Au sein de ses divers « side projects », The Raconteurs (bien, surtout le premier album) ou The Dead Weather (plus roboratif), dans ses deux premiers très honorables sinon géniaux albums solo et plus encore dans la gestion à Nashville de son label Third Man Records, Jack White s’est transformé en thuriféraire d’un âge d’or du rock, fantasmé certes mais qu’on pourrait aisément exposer dans un musée d’archéologie. Alors quelle surprise on ressent à l’écoute de « Connected by Love ». L’intro interroge, un son rampant de synthétiseur installe une ambiance sombre, presque krautrock, les percussions (synthétiques ?) sont éparses, et il faut le miaulement de cette inimitable voix étranglée et aiguë implorant « Release me » pour savoir où l’on est. Oui, ceci est bien du Jack White. On se retrouve sur un terrain plus connu avec le refrain, grâce à cet orgue soul au son énorme, à cette tranquille rythmique groovy et à ces gouleyants choeurs gospel (les McCrary Sisters, groupe emblématique du genre de Nashville). Cette version futuriste de la ballade blues gospel me rappelle irrésistiblement celle que Depeche Mode déclinait dans les années 90, eux venant de la rive électro pop. Et l’on se retrouve au même endroit, au milieu du gué.

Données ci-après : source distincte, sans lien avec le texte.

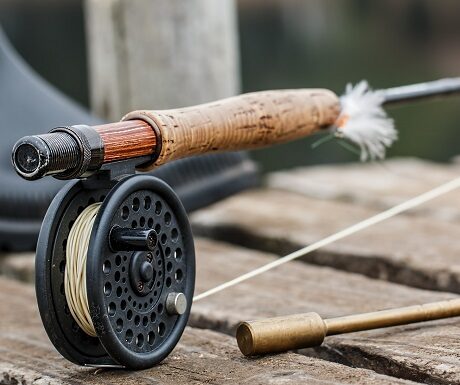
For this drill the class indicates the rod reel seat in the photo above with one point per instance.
(140, 270)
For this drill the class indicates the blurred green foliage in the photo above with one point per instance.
(292, 44)
(326, 43)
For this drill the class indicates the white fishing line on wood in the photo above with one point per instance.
(75, 268)
(387, 214)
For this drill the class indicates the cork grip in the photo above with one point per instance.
(242, 122)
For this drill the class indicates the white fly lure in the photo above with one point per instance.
(364, 122)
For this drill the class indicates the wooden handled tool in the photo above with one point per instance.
(307, 330)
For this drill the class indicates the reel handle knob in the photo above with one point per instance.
(128, 239)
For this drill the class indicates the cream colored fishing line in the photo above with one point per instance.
(75, 268)
(384, 215)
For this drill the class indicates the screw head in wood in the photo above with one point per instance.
(176, 303)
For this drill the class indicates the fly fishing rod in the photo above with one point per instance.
(115, 262)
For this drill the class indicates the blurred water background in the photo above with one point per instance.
(292, 44)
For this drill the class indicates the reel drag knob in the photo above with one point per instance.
(140, 273)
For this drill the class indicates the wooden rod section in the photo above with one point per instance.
(127, 139)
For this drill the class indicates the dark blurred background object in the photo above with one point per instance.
(29, 104)
(293, 43)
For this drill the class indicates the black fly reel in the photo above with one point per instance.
(140, 272)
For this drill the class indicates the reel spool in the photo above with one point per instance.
(140, 271)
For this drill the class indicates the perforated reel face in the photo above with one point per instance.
(128, 290)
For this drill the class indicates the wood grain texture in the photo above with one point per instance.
(124, 140)
(425, 352)
(28, 358)
(374, 185)
(243, 122)
(407, 249)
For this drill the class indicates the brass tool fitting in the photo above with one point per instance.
(280, 334)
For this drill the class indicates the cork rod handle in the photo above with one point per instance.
(242, 122)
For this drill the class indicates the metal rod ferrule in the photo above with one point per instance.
(65, 153)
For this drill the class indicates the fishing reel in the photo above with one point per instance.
(139, 268)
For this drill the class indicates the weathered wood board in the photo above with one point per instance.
(412, 250)
(27, 357)
(375, 185)
(425, 352)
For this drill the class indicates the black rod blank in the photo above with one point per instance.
(420, 91)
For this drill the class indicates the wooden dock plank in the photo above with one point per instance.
(411, 250)
(375, 185)
(202, 356)
(426, 352)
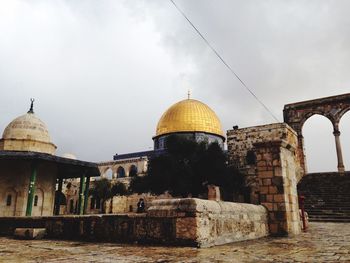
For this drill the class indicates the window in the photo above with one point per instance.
(133, 171)
(36, 200)
(120, 172)
(98, 203)
(71, 206)
(93, 203)
(9, 200)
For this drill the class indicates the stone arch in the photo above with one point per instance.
(121, 172)
(342, 113)
(333, 108)
(344, 127)
(108, 173)
(38, 206)
(133, 170)
(312, 114)
(316, 129)
(8, 202)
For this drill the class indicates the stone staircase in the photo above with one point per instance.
(327, 196)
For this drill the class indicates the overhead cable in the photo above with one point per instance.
(225, 63)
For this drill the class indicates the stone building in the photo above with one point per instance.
(188, 118)
(30, 169)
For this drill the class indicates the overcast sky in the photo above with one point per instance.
(103, 72)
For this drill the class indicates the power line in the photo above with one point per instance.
(224, 62)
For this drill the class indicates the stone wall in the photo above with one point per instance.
(241, 141)
(210, 223)
(126, 204)
(189, 222)
(268, 155)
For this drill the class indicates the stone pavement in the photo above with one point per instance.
(324, 242)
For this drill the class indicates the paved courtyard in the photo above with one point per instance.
(324, 242)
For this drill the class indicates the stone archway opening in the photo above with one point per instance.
(120, 172)
(108, 174)
(319, 147)
(334, 107)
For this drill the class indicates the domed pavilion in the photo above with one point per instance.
(27, 133)
(30, 170)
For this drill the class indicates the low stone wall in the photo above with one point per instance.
(187, 222)
(211, 223)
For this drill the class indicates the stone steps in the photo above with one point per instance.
(327, 197)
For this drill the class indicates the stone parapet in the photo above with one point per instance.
(186, 222)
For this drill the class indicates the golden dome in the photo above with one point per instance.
(27, 127)
(27, 133)
(189, 116)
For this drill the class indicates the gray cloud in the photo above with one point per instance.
(103, 72)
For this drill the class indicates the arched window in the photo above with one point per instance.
(36, 198)
(344, 128)
(9, 200)
(318, 132)
(98, 203)
(109, 173)
(93, 203)
(133, 170)
(120, 172)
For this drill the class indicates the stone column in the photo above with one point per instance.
(31, 190)
(301, 152)
(86, 197)
(341, 168)
(59, 193)
(81, 194)
(277, 169)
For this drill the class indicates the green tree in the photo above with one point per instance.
(119, 189)
(103, 189)
(187, 168)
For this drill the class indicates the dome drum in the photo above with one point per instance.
(27, 133)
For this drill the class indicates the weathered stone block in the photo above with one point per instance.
(30, 233)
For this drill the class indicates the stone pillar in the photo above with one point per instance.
(301, 152)
(81, 194)
(86, 197)
(214, 192)
(341, 168)
(277, 170)
(59, 193)
(31, 190)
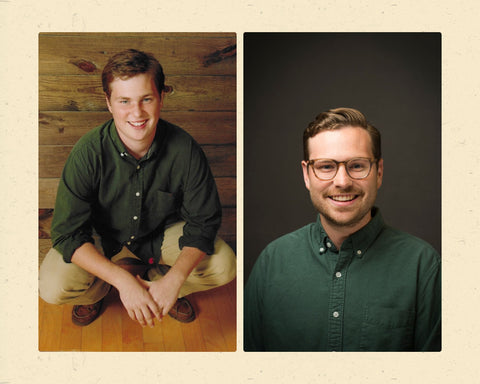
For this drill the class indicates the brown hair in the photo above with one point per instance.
(129, 63)
(339, 118)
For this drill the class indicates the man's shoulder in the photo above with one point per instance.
(299, 238)
(406, 243)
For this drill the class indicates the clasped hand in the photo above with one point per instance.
(146, 300)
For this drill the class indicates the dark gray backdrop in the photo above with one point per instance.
(393, 78)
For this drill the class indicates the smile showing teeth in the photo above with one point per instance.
(137, 123)
(343, 197)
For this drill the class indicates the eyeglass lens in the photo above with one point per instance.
(327, 169)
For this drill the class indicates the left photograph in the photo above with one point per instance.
(137, 192)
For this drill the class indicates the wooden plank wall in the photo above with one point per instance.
(199, 68)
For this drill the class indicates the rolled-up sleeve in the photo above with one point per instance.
(71, 226)
(201, 207)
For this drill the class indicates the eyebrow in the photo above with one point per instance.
(128, 98)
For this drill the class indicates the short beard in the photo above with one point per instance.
(324, 213)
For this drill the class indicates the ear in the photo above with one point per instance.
(379, 173)
(162, 97)
(306, 177)
(108, 104)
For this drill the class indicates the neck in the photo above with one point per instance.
(137, 149)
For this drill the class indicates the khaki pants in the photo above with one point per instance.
(62, 283)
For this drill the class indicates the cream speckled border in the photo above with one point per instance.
(20, 23)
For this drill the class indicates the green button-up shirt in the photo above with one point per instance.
(379, 292)
(128, 202)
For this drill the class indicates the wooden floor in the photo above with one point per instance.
(214, 329)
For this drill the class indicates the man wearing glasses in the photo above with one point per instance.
(347, 282)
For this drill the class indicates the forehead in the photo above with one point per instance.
(140, 84)
(341, 144)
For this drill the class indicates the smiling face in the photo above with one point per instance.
(135, 105)
(343, 202)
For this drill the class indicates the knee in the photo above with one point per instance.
(59, 282)
(226, 261)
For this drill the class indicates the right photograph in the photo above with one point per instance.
(342, 192)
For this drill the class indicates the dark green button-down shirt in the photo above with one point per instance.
(128, 202)
(379, 292)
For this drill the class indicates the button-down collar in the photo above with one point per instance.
(358, 241)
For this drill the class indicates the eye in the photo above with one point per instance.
(358, 165)
(324, 166)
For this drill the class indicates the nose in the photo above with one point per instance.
(137, 109)
(341, 179)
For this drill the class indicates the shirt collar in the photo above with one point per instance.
(360, 241)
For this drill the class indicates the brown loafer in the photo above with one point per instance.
(83, 315)
(182, 311)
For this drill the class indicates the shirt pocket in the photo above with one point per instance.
(387, 329)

Ballade up-tempo et nerveuse, « Connected By Love » n’en est pas moins très intelligemment construite. Intro intrigante, refrain rassurant et la sauce monte progressivement, avec introduction des choeurs, solos d’orgue Hammond assez héroïque, puis de guitare crépitante et suraiguë, typique du style de Jack White mais avec ce je ne sais quoi de nouveau. Ce solo étant le seul moment du morceau où on entend de la guitare. Quand, en parfait anti-climax la tension retombe pour ne garder que la mélodie du couplet susurrée et de simples accords de piano, c’est pour mieux exploser en un final tout en profusion tonitruant et mélodramatique, certes assez convenu mais bougrement efficace. Un vrai jeu d’enfant pour ce maître du genre, qui affiche ainsi une forme éblouissante.